Diagnostic imaging tests such as X-rays, computed tomography (CT) scans, and magnetic resonance imaging (MRI) may be ordered to enable your healthcare provider to see the spinal cord and surrounding areas in detail to detect tumours. One or more of these tests will be required for an accurate diagnosis.

If you have symptoms that suggest spine cancer, your healthcare provider may recommend that you get a CT scan of the lower back and/or abdomen. This test can help diagnose tumours that are too small for a radiologist to see on plain film x-rays. In some cases, imaging tests like MRI may also be used to help locate tumours if they cannot be seen on plain film x-rays or CT scans.

If you have no symptoms but need an imaging study for another reason (for example blood clotting disorders, kidney stones), then your healthcare provider may order an x-ray instead of an MRI exam.

The treatment of spinal cord cancer depends on the type and spread of the tumour. You may be treated with surgery, radiation therapy (radiotherapy), chemotherapy, or a combination of these treatments. Surgery removes the diseased part of your spine (the tumour) and sometimes any associated tumours. Radiation therapy uses high-energy x-rays to kill cancer cells in the body.
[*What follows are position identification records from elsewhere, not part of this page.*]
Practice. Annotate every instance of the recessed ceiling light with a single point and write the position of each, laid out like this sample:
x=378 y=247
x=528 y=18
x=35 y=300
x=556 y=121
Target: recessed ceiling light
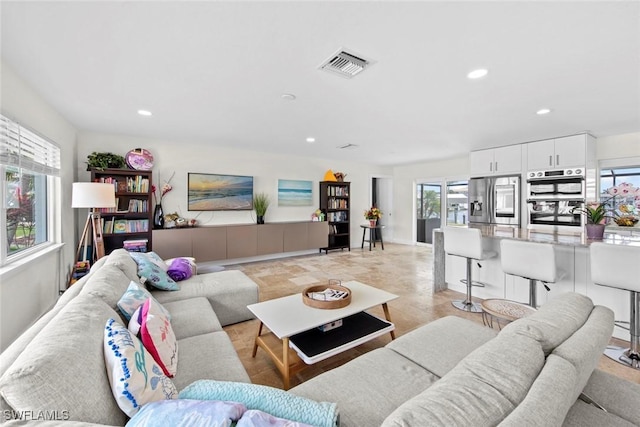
x=476 y=74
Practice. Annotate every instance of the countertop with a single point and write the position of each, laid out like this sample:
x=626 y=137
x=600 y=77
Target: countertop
x=566 y=238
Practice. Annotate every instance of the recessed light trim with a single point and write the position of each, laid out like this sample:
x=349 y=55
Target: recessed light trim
x=477 y=74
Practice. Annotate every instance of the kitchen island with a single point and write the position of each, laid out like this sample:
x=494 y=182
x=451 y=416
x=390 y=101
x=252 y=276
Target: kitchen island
x=572 y=261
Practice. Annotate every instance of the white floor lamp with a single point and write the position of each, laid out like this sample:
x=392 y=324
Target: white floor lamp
x=92 y=195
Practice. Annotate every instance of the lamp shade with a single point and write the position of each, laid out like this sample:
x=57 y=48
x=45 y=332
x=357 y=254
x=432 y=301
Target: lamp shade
x=93 y=195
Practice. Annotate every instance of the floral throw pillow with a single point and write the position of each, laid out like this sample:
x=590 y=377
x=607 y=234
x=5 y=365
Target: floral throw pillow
x=135 y=295
x=134 y=376
x=158 y=337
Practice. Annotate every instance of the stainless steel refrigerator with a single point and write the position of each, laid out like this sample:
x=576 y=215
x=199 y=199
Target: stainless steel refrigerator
x=494 y=200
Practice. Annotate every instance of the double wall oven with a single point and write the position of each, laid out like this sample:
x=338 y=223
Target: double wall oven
x=553 y=195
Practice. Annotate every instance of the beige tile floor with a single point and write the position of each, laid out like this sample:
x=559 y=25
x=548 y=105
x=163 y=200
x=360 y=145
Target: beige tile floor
x=401 y=269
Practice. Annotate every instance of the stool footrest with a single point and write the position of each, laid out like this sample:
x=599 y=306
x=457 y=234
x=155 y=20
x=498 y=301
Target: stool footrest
x=470 y=307
x=474 y=283
x=624 y=356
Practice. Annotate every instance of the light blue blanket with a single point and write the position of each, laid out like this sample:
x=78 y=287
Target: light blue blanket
x=271 y=400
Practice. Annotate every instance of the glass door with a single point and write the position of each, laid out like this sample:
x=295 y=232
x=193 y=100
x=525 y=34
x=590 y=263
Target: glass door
x=428 y=208
x=457 y=202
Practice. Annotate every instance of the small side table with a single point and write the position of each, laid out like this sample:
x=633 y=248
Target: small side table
x=503 y=309
x=374 y=231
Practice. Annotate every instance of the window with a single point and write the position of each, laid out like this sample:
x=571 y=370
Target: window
x=613 y=178
x=457 y=202
x=28 y=164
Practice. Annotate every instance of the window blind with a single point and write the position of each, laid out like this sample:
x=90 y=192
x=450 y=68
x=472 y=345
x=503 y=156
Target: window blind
x=21 y=148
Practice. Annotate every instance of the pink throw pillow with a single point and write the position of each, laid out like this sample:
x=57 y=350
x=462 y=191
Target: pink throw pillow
x=158 y=337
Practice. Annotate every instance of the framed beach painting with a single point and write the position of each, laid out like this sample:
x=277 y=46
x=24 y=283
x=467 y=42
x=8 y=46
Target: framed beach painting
x=214 y=192
x=293 y=192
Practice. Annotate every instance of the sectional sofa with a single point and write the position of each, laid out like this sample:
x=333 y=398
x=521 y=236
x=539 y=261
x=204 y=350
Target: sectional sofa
x=537 y=371
x=58 y=364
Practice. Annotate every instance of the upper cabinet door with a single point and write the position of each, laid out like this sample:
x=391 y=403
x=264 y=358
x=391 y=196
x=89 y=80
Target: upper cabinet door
x=481 y=162
x=507 y=159
x=541 y=155
x=496 y=161
x=570 y=151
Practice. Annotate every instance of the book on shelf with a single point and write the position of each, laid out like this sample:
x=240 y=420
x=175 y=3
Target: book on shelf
x=138 y=184
x=136 y=205
x=128 y=226
x=135 y=245
x=107 y=228
x=109 y=210
x=120 y=226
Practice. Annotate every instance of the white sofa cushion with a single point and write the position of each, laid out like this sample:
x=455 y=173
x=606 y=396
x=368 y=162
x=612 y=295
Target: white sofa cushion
x=63 y=367
x=480 y=391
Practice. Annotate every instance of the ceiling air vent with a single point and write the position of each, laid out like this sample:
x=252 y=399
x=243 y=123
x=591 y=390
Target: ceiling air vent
x=345 y=64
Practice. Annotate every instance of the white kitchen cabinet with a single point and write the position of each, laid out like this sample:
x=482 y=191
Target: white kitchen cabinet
x=558 y=153
x=496 y=161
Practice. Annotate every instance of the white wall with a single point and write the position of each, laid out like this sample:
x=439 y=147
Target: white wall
x=618 y=146
x=183 y=157
x=27 y=291
x=404 y=178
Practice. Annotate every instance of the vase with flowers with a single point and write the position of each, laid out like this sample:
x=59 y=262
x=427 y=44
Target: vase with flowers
x=373 y=214
x=596 y=213
x=158 y=212
x=625 y=204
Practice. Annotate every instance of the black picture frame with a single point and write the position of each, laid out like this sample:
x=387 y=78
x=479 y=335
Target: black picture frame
x=219 y=192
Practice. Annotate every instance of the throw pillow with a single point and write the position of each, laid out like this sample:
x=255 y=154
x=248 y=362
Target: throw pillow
x=135 y=295
x=134 y=376
x=192 y=262
x=150 y=256
x=153 y=275
x=158 y=337
x=180 y=269
x=136 y=322
x=187 y=412
x=276 y=402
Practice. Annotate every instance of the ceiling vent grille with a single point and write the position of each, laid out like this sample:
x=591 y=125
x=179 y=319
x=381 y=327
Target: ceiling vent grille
x=345 y=64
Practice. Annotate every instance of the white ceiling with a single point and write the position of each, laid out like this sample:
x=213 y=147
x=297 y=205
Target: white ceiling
x=213 y=72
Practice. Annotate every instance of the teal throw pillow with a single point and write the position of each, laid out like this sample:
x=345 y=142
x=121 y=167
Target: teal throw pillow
x=153 y=275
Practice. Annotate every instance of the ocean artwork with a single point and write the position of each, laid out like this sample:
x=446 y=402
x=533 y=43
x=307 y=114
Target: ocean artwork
x=293 y=192
x=212 y=192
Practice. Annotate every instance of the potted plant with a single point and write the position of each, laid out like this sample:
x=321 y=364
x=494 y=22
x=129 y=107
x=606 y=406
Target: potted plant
x=373 y=214
x=103 y=161
x=260 y=205
x=596 y=213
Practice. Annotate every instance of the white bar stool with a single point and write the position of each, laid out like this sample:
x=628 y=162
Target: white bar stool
x=466 y=243
x=619 y=267
x=533 y=261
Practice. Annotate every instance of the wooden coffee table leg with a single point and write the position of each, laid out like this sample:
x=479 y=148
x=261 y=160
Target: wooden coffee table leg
x=255 y=342
x=285 y=362
x=388 y=317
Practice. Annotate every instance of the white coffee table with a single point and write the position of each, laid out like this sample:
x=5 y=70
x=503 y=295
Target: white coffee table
x=288 y=318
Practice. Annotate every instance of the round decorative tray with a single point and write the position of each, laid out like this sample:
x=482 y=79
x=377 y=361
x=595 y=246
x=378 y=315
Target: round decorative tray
x=139 y=159
x=320 y=296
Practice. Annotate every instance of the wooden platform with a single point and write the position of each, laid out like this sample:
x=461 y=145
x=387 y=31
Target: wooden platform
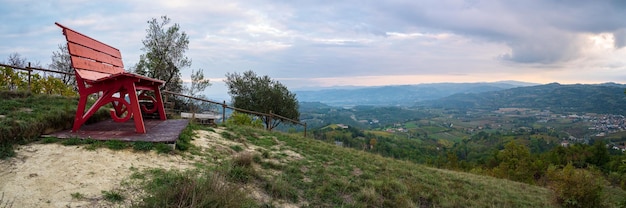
x=165 y=131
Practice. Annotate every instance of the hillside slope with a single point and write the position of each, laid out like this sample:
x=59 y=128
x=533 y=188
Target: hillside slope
x=606 y=98
x=405 y=95
x=281 y=170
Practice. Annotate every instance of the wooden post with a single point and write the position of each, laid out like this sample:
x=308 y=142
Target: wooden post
x=224 y=113
x=29 y=83
x=269 y=121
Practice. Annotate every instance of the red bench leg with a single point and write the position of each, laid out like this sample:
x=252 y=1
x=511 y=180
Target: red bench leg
x=135 y=109
x=80 y=111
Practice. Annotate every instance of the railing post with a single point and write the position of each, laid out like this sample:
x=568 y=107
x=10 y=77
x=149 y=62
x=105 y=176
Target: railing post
x=269 y=121
x=224 y=113
x=30 y=89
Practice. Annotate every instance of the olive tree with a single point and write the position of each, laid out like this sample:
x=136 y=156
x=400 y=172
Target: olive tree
x=61 y=61
x=164 y=56
x=262 y=94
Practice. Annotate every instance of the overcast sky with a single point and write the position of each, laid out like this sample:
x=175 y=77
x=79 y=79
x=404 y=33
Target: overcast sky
x=312 y=43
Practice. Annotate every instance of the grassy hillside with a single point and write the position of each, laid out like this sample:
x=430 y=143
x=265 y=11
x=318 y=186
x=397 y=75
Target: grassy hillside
x=603 y=98
x=327 y=175
x=238 y=166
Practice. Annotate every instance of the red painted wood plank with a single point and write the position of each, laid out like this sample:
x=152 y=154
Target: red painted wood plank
x=85 y=52
x=75 y=37
x=91 y=75
x=81 y=63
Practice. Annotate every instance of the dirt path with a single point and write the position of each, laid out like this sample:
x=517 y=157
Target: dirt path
x=46 y=175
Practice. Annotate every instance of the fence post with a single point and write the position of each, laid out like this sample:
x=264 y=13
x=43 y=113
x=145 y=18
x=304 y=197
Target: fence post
x=269 y=121
x=30 y=89
x=224 y=113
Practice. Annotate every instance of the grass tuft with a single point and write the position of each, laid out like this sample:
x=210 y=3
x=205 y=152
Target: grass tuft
x=192 y=189
x=77 y=195
x=72 y=141
x=113 y=196
x=143 y=146
x=116 y=144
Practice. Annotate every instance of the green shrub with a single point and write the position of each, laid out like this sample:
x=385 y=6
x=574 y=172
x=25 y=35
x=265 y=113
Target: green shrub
x=237 y=148
x=72 y=141
x=279 y=188
x=113 y=196
x=576 y=187
x=143 y=146
x=163 y=148
x=50 y=140
x=243 y=119
x=185 y=137
x=6 y=151
x=77 y=195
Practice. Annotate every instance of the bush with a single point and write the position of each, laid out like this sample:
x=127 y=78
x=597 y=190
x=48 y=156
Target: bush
x=6 y=151
x=243 y=119
x=576 y=187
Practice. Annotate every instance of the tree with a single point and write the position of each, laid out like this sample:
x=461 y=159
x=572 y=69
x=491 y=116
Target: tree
x=61 y=61
x=198 y=84
x=515 y=163
x=262 y=94
x=164 y=56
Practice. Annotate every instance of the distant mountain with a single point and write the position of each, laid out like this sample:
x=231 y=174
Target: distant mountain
x=404 y=95
x=596 y=98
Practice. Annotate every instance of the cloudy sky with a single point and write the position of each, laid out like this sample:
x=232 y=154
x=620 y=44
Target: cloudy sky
x=321 y=43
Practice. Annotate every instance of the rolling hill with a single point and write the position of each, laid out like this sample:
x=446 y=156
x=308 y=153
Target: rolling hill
x=605 y=98
x=405 y=95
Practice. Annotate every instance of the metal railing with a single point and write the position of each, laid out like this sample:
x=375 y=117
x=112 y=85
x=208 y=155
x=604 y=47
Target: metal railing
x=270 y=116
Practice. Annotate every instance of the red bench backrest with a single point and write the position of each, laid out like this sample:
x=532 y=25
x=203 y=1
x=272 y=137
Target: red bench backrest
x=92 y=55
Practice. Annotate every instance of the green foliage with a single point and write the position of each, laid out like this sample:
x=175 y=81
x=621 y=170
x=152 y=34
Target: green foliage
x=237 y=118
x=13 y=80
x=576 y=187
x=262 y=94
x=72 y=141
x=241 y=170
x=164 y=56
x=77 y=195
x=49 y=140
x=515 y=163
x=116 y=144
x=184 y=139
x=163 y=148
x=190 y=189
x=282 y=189
x=143 y=146
x=25 y=116
x=237 y=148
x=6 y=151
x=198 y=85
x=113 y=196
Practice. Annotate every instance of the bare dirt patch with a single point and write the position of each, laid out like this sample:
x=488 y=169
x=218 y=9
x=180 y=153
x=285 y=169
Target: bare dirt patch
x=46 y=175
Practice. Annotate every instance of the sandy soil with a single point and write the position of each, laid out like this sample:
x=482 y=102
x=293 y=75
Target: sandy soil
x=46 y=175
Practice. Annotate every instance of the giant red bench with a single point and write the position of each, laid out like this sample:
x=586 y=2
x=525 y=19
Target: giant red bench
x=99 y=70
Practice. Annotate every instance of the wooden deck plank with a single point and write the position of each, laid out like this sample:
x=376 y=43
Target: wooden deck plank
x=162 y=131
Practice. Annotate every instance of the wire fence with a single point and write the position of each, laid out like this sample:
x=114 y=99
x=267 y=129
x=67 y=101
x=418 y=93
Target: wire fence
x=224 y=106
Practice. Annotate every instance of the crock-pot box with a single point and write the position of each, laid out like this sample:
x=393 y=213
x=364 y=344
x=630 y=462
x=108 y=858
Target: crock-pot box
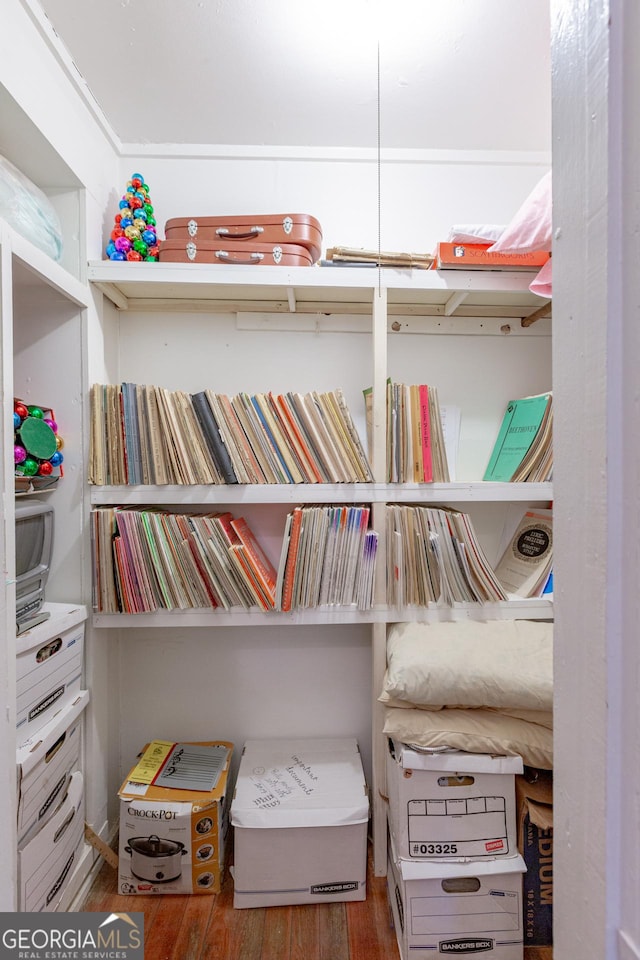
x=46 y=862
x=220 y=251
x=173 y=841
x=45 y=763
x=452 y=806
x=49 y=664
x=456 y=909
x=299 y=813
x=237 y=231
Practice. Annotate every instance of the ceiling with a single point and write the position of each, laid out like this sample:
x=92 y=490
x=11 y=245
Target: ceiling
x=453 y=74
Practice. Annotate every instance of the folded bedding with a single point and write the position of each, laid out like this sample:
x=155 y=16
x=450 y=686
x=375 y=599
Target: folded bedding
x=473 y=731
x=502 y=664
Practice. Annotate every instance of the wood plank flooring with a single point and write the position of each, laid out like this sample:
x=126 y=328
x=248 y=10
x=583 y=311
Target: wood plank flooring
x=208 y=927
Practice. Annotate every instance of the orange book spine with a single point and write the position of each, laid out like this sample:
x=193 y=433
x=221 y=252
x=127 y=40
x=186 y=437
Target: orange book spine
x=425 y=434
x=292 y=556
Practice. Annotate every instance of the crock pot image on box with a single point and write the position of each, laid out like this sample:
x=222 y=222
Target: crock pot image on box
x=205 y=852
x=156 y=859
x=204 y=826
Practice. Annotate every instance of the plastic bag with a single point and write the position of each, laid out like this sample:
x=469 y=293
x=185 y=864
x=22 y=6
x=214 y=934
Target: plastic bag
x=28 y=210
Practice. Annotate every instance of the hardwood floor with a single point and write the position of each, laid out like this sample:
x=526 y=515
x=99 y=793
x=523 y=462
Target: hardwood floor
x=208 y=927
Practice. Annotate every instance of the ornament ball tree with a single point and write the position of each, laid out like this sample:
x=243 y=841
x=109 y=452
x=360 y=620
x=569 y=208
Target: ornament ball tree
x=134 y=232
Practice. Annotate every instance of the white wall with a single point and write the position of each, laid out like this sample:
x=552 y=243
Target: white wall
x=422 y=193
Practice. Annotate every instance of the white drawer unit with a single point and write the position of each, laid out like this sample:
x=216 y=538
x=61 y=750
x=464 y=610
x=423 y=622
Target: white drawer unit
x=49 y=668
x=46 y=863
x=45 y=765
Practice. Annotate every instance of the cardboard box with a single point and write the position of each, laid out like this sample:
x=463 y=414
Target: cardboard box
x=46 y=862
x=173 y=840
x=49 y=665
x=300 y=814
x=451 y=805
x=45 y=765
x=457 y=908
x=476 y=256
x=534 y=802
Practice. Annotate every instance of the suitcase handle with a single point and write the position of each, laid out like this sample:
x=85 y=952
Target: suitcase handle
x=229 y=258
x=248 y=234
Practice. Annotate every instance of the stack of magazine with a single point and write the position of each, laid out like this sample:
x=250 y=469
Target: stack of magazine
x=148 y=559
x=328 y=558
x=434 y=557
x=144 y=434
x=416 y=451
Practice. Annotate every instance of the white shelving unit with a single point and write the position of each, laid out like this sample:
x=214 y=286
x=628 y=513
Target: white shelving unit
x=325 y=303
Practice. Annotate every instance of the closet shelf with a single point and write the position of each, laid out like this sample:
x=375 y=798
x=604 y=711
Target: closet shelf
x=531 y=609
x=33 y=269
x=325 y=290
x=477 y=492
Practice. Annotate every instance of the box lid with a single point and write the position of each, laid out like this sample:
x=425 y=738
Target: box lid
x=300 y=783
x=457 y=762
x=133 y=789
x=47 y=737
x=445 y=869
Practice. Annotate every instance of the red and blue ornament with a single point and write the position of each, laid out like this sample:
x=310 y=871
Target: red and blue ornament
x=134 y=234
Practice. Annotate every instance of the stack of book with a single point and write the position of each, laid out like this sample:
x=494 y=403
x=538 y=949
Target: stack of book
x=416 y=450
x=434 y=557
x=148 y=559
x=328 y=558
x=523 y=451
x=144 y=434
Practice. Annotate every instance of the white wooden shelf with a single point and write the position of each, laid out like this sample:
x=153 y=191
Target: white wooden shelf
x=342 y=290
x=427 y=493
x=32 y=268
x=531 y=609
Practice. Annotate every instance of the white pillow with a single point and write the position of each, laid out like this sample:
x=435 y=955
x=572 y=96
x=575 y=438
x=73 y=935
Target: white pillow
x=474 y=731
x=530 y=228
x=542 y=717
x=490 y=663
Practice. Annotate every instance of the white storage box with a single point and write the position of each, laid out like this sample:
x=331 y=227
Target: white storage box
x=47 y=862
x=300 y=814
x=451 y=805
x=49 y=663
x=45 y=764
x=457 y=908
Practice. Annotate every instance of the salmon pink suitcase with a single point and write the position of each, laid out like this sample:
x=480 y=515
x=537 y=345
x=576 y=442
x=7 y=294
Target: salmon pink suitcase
x=236 y=231
x=215 y=251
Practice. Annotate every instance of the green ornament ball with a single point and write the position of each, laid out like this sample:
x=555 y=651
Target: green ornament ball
x=29 y=467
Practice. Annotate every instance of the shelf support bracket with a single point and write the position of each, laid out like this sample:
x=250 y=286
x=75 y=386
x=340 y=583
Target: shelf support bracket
x=454 y=302
x=539 y=314
x=112 y=293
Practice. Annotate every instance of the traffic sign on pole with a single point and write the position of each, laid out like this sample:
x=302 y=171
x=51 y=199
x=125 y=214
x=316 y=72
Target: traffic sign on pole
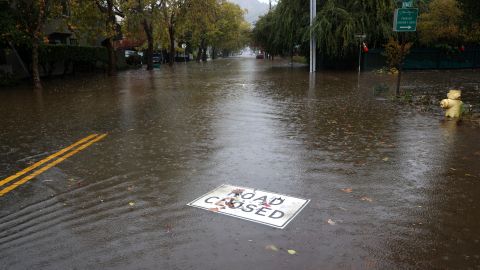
x=407 y=4
x=405 y=20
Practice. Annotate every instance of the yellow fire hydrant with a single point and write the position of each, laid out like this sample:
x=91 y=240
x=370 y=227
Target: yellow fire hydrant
x=452 y=104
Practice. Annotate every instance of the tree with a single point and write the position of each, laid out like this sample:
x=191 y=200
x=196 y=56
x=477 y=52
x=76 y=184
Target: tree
x=172 y=10
x=470 y=20
x=145 y=13
x=396 y=53
x=440 y=23
x=335 y=26
x=199 y=24
x=30 y=18
x=338 y=21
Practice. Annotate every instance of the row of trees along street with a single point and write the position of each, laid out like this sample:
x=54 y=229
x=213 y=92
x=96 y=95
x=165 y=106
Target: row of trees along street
x=161 y=24
x=448 y=24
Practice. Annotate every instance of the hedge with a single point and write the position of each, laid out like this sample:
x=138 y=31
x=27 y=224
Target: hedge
x=55 y=53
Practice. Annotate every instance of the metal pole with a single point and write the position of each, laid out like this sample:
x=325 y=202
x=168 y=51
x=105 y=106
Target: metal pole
x=359 y=56
x=313 y=43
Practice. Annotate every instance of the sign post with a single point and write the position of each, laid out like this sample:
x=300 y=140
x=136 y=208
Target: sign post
x=313 y=42
x=404 y=20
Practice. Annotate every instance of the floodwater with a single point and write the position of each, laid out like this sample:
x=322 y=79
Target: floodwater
x=411 y=182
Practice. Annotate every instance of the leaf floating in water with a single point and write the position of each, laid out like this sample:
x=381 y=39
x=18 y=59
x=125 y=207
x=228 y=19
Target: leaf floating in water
x=271 y=247
x=365 y=198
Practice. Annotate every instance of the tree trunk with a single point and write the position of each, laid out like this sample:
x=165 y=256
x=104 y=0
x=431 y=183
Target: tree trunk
x=204 y=54
x=37 y=84
x=148 y=32
x=214 y=53
x=111 y=22
x=171 y=33
x=112 y=63
x=400 y=66
x=199 y=54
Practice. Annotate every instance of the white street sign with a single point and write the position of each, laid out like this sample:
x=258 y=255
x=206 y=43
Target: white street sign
x=271 y=209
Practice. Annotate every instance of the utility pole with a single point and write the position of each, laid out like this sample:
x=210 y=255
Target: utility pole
x=313 y=42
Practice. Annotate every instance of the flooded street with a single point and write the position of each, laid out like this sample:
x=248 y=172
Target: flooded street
x=401 y=188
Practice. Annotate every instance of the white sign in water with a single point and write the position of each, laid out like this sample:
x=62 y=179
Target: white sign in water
x=255 y=205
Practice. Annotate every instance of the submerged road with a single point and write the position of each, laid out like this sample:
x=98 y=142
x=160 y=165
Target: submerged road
x=389 y=187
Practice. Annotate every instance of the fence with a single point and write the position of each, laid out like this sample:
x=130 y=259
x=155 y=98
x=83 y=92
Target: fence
x=427 y=58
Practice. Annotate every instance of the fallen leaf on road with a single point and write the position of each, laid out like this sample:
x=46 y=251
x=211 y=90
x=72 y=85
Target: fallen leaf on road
x=291 y=252
x=364 y=198
x=271 y=247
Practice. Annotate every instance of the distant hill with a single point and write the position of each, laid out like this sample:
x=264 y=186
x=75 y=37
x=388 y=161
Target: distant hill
x=254 y=7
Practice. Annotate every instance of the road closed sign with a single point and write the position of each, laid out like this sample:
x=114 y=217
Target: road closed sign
x=259 y=206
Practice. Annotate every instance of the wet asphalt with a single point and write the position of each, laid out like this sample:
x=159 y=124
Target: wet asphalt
x=401 y=186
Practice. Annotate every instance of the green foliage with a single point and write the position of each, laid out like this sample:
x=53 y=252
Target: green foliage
x=7 y=79
x=396 y=53
x=335 y=26
x=9 y=28
x=338 y=21
x=440 y=23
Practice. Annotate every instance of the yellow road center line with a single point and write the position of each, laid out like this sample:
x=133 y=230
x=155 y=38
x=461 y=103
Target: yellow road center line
x=39 y=163
x=48 y=166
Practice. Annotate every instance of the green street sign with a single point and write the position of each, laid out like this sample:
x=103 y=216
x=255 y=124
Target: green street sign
x=405 y=20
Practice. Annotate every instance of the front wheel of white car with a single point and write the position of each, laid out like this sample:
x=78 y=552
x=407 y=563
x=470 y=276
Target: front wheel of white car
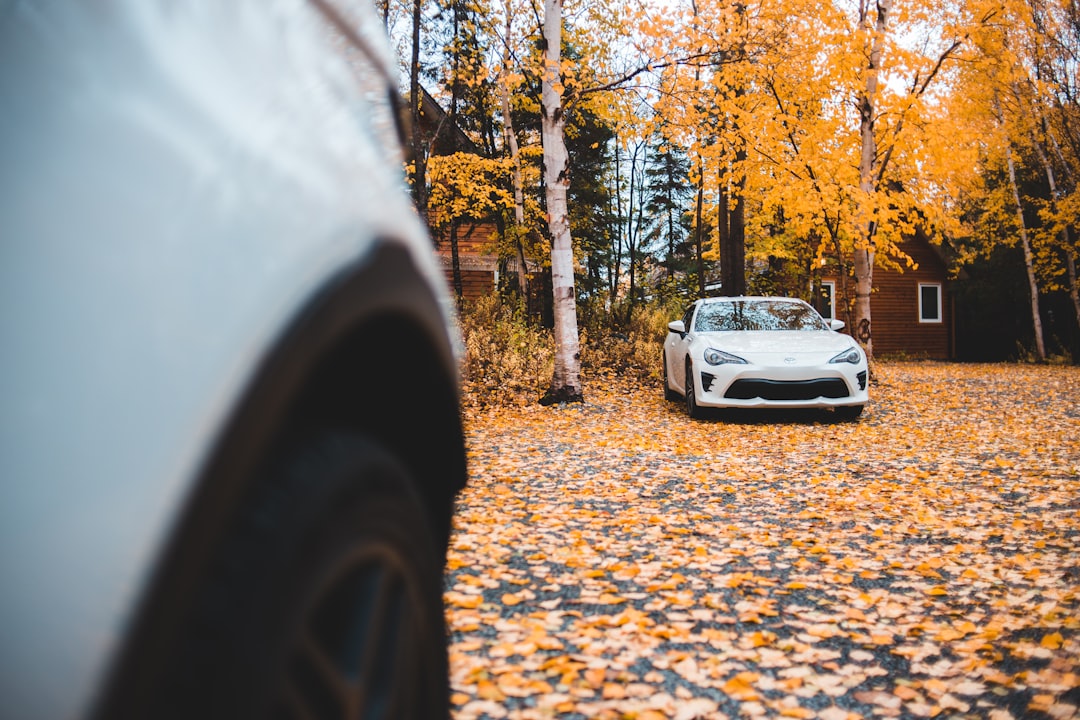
x=326 y=600
x=690 y=395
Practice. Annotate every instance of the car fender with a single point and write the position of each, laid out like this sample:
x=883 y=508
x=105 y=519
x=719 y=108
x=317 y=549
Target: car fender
x=165 y=228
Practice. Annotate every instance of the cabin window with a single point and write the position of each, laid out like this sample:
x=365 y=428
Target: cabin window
x=827 y=304
x=930 y=302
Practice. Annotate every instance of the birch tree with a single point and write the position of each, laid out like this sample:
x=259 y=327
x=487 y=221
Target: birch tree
x=566 y=377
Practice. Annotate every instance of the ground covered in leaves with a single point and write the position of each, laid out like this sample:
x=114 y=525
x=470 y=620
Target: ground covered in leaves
x=616 y=559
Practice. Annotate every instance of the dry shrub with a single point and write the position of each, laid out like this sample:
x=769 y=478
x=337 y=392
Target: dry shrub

In Chemotherapy drugs are used to kill cancer cells or destroy them from growing. Chemotherapy can be used alone or with another treatment option.

Surgical Removal

A surgical removal is an option for early-stage tumours. The aim of surgery is to take off as much of the tumour as possible without damaging nearby organs or nerves. This can be accomplished by removing part or all of the tumour along with bone and muscle tissue around it. If this does not remove all of the tumours, additional surgeries may be necessary to remove more tissue from around the remaining tumour. In some cases, your surgeon may opt to leave a portion of the tumour behind because it may contain cancerous cells that are too dangerous to remove at this time.

Radiation Therapy (Radiotherapy)

High-energy x-rays or other types of radiation beams used to damage any cancerous cells in your body in the process of Radiation therapy. Radiation can be delivered through a mask placed over your mouth and nose; it may also be applied directly to your skin using an external beam machine or brachytherapy device (a small tube containing radioactive material). Radiation therapy can also be used with chemotherapy together.


Chemotherapy might be used before or after surgery to shrink a tumour that has not been taken off during surgery. After surgery, chemotherapy can be given daily for three to five months while radiation therapy kills the remaining cancer cells in your body. Chemotherapy also may be used alone if there are no signs of disease at a specific site after surgery such as pain or numbness in your arm or leg (numbness).